Arongkron “Paul” Malasukum, a resident of Woodside, New York, plead guilty Thursday to illegally trafficking in parts from endangered African lions and tigers, according to officials.
Malasukum, 41, pleaded guilty in Plano to a one count information charging him with wildlife trafficking in violation of the Lacey Act, officials said.
In papers filed in federal court in April 2016, Malasukum admitted to purchasing a tiger skull from undercover agents who were working for the U.S. Fish and Wildlife Service.
Malasukum also admitted to purchasing lion skulls from an auction house in Texas through the undercover agents on another occasion.
The agents were acting as “straw buyers” for Malasukum. Malasukum, who knew his out-of-state purchases could draw attention from federal law enforcement, gave the undercover agents cash and told them which items to bid on and ultimately win, according to authorities.

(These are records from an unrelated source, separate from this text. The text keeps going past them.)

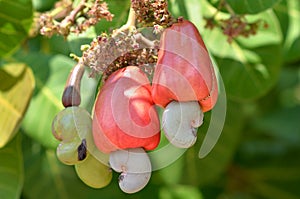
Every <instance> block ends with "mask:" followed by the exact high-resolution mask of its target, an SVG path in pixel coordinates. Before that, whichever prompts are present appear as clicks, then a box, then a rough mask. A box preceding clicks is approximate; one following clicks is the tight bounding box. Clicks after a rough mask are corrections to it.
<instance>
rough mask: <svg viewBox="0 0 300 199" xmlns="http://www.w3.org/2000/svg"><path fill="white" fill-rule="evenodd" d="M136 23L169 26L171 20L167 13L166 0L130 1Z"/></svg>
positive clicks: (166, 2)
mask: <svg viewBox="0 0 300 199" xmlns="http://www.w3.org/2000/svg"><path fill="white" fill-rule="evenodd" d="M131 6H132V8H133V9H134V11H135V14H136V18H137V22H138V23H142V24H143V25H150V26H153V25H161V26H164V27H166V26H170V25H171V24H172V23H173V21H174V20H173V18H172V16H171V14H170V13H169V11H168V4H167V0H131Z"/></svg>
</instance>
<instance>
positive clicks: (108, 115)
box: [53, 19, 218, 193]
mask: <svg viewBox="0 0 300 199" xmlns="http://www.w3.org/2000/svg"><path fill="white" fill-rule="evenodd" d="M69 81H73V80H72V76H71V77H70V78H69ZM74 81H75V83H74V84H72V82H71V84H70V85H78V84H76V78H75V80H74ZM66 90H68V91H66V92H65V96H69V95H70V94H72V96H73V97H75V99H71V98H68V97H65V98H63V101H64V102H65V103H64V105H65V106H67V107H68V106H71V107H68V108H66V109H65V110H63V111H62V112H61V113H59V114H58V115H57V117H56V118H55V119H54V122H53V132H54V136H55V137H56V138H57V139H59V140H61V144H60V145H59V146H58V148H57V155H58V158H59V159H60V160H61V161H62V162H64V163H66V164H75V167H76V171H77V173H78V175H79V177H80V178H81V179H82V180H83V181H84V182H87V181H89V180H87V179H86V177H87V175H84V171H83V170H84V169H89V170H93V172H96V170H95V169H96V168H91V167H89V168H88V164H89V162H92V161H94V163H97V164H96V165H97V167H98V168H97V169H98V170H99V173H101V176H100V175H99V176H97V175H94V176H90V177H91V178H93V179H92V181H93V180H95V178H98V177H99V178H102V179H104V178H105V180H99V179H98V181H99V182H100V181H101V182H102V184H101V186H102V185H104V184H105V183H103V181H105V182H108V181H109V180H110V178H111V172H110V171H109V169H108V167H110V168H112V169H113V170H114V171H116V172H119V173H121V174H120V177H119V186H120V188H121V190H122V191H124V192H126V193H135V192H137V191H140V190H141V189H143V188H144V187H145V186H146V184H147V183H148V182H149V180H150V177H151V172H152V168H151V160H150V158H149V156H148V154H147V151H149V150H154V149H155V148H156V147H157V146H158V145H159V142H160V136H161V135H160V131H161V129H163V132H164V134H165V136H166V138H167V139H168V140H169V141H170V143H171V144H173V145H174V146H176V147H179V148H189V147H191V146H192V145H193V144H194V143H195V142H196V139H197V128H198V127H199V126H200V125H201V124H202V122H203V113H204V112H206V111H209V110H211V109H212V108H213V106H214V105H215V103H216V100H217V95H218V88H217V80H216V76H215V73H214V69H213V66H212V63H211V61H210V58H209V54H208V52H207V49H206V47H205V45H204V43H203V41H202V38H201V36H200V34H199V32H198V30H197V28H196V27H195V26H194V25H193V24H192V23H191V22H189V21H187V20H183V19H180V20H178V22H177V23H174V24H173V25H172V26H171V27H169V28H166V29H165V30H164V32H163V33H162V36H161V39H160V49H159V52H158V61H157V64H156V67H155V69H154V77H153V79H152V82H150V80H149V78H148V77H147V75H146V74H145V73H144V72H143V71H142V70H141V69H140V68H139V67H137V66H127V67H125V68H121V69H119V70H117V71H115V72H114V73H112V74H111V75H110V76H109V77H108V79H107V80H106V81H105V82H104V84H103V86H102V87H101V89H100V91H99V93H98V95H97V98H96V101H95V104H94V110H93V118H92V119H91V118H90V117H89V115H88V113H85V112H84V111H82V110H81V108H79V107H76V106H78V104H80V97H79V96H80V95H77V94H76V93H77V92H75V91H79V88H78V86H77V87H76V86H74V87H71V88H68V89H66ZM66 93H67V94H66ZM71 102H74V103H71ZM75 102H76V103H75ZM77 102H79V103H77ZM156 105H157V106H160V107H162V108H164V111H163V113H162V118H161V121H160V118H159V116H158V113H157V109H156ZM77 109H78V110H77ZM75 110H77V111H75ZM64 112H74V113H75V114H73V115H72V116H70V115H68V116H70V118H67V117H66V116H65V113H64ZM62 120H66V121H67V123H68V124H67V125H66V124H65V123H66V121H63V122H62V123H64V124H65V126H63V128H65V129H63V128H58V127H57V126H61V124H59V123H60V121H62ZM83 120H86V121H83ZM72 122H73V123H74V124H73V123H72ZM71 123H72V124H71ZM68 125H70V126H71V127H70V126H68ZM74 125H75V126H76V129H75V130H72V131H70V129H68V128H74ZM75 131H77V133H79V136H76V135H75V134H74V132H75ZM70 132H71V133H70ZM89 145H91V146H96V148H97V149H98V150H99V151H100V152H101V153H103V155H104V156H105V154H106V155H107V157H108V164H107V165H105V163H104V164H103V163H102V162H100V161H97V159H95V158H94V157H93V154H90V153H89ZM74 146H76V147H75V149H76V150H73V149H74ZM69 149H72V150H69ZM85 149H87V150H86V152H85V151H81V150H85ZM89 158H90V159H91V160H89ZM81 159H83V160H81ZM80 162H82V163H80ZM85 167H86V168H85ZM87 184H89V183H87ZM90 184H91V183H90ZM99 184H100V183H99ZM99 184H98V185H99ZM92 187H100V186H92Z"/></svg>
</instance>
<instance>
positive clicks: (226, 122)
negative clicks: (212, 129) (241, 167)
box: [183, 101, 244, 186]
mask: <svg viewBox="0 0 300 199" xmlns="http://www.w3.org/2000/svg"><path fill="white" fill-rule="evenodd" d="M227 103H228V107H227V115H226V121H225V124H224V128H223V131H222V134H221V136H220V138H219V140H218V142H217V143H216V145H215V146H214V148H213V149H212V151H211V152H210V153H209V154H208V155H206V156H205V157H204V158H202V159H199V158H198V153H199V150H200V147H201V145H202V142H203V138H204V137H205V133H206V129H207V128H208V126H209V125H210V112H208V113H205V116H204V124H203V126H201V128H200V129H199V131H200V132H199V133H198V140H197V142H196V145H195V146H194V147H192V148H190V149H188V151H187V152H186V155H185V158H186V160H185V166H184V168H188V169H185V170H184V173H185V175H184V176H183V181H184V182H185V183H188V184H192V185H202V186H203V185H207V184H210V183H213V182H215V180H217V179H218V178H219V177H220V175H221V174H222V172H224V170H225V169H226V168H227V166H228V165H229V163H230V161H231V159H232V157H233V154H234V152H235V150H236V148H237V146H238V143H239V140H240V137H241V129H242V127H243V124H244V117H243V113H242V111H241V109H242V107H241V105H240V104H237V103H233V102H232V101H227ZM213 124H214V123H212V124H211V125H213Z"/></svg>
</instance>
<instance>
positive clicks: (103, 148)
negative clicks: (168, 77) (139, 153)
mask: <svg viewBox="0 0 300 199" xmlns="http://www.w3.org/2000/svg"><path fill="white" fill-rule="evenodd" d="M93 136H94V141H95V144H96V146H97V148H98V149H99V150H100V151H102V152H104V153H110V152H112V151H116V150H120V149H130V148H144V149H145V150H153V149H155V148H156V147H157V145H158V144H159V141H160V124H159V118H158V115H157V112H156V109H155V106H154V103H153V101H152V97H151V86H150V82H149V80H148V78H147V76H146V74H144V72H143V71H142V70H141V69H139V68H138V67H136V66H128V67H126V68H122V69H119V70H117V71H116V72H114V73H113V74H111V75H110V76H109V78H108V79H107V81H106V82H105V83H104V85H103V87H102V88H101V91H100V92H99V94H98V96H97V99H96V101H95V106H94V116H93Z"/></svg>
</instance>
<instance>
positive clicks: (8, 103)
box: [0, 63, 35, 148]
mask: <svg viewBox="0 0 300 199" xmlns="http://www.w3.org/2000/svg"><path fill="white" fill-rule="evenodd" d="M34 84H35V82H34V76H33V74H32V71H31V69H30V68H29V67H27V66H26V65H25V64H22V63H11V64H7V65H4V66H3V67H1V68H0V113H1V115H0V129H1V131H0V148H2V147H3V146H5V145H6V143H7V142H9V141H10V140H11V139H12V138H13V137H14V136H15V134H16V133H17V131H18V129H19V127H20V123H21V121H22V119H23V117H24V114H25V112H26V110H27V107H28V105H29V102H30V100H31V96H32V93H33V90H34Z"/></svg>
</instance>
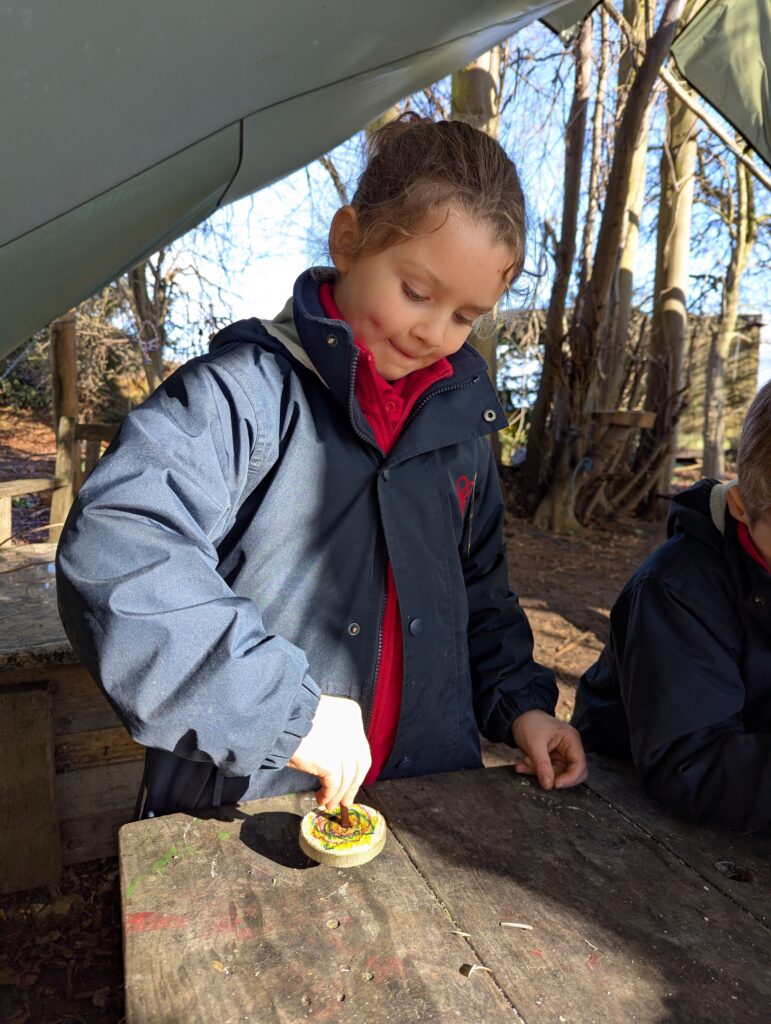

After the purchases, Malasukum shipped the tiger and lion skulls from Texas to his home in Woodside, New York. From New York, Malasukum shipped the skulls to Thailand for sale to a wholesale buyer.
As part of his plea, officials said Malasukum admitted that between April 9, 2015 and June 29, 2016, he exported approximately 68 packages containing skulls, claws, and parts from endangered and protected species, with a total fair market value in excess of $150,000.
All of the exports were sent to Thailand.
“This guilty plea is another positive result from the continued partnership between the U.S. Fish and Wildlife Service and the Justice Department,” said Acting Assistant Attorney General Jeffrey Wood. “Together we will continue to investigate and prosecute those who engage in illegal trade in protected wildlife.”
“Reasonable laws are in place to protect endangered animals, and to ensure that future generations have the opportunity to see and enjoy wildlife as we do today,” said Acting U.S. Attorney Brit Featherston. “There are fewer than four thousand tigers remaining in the wild and they must be protected from harm. Malasukum’s illegal actions breed further destructive behavior by others, such as the poaching of other endangered animals for greed. Lawful hunting and conservation go hand in hand; and law enforcement will protect those animals that are deemed endangered.”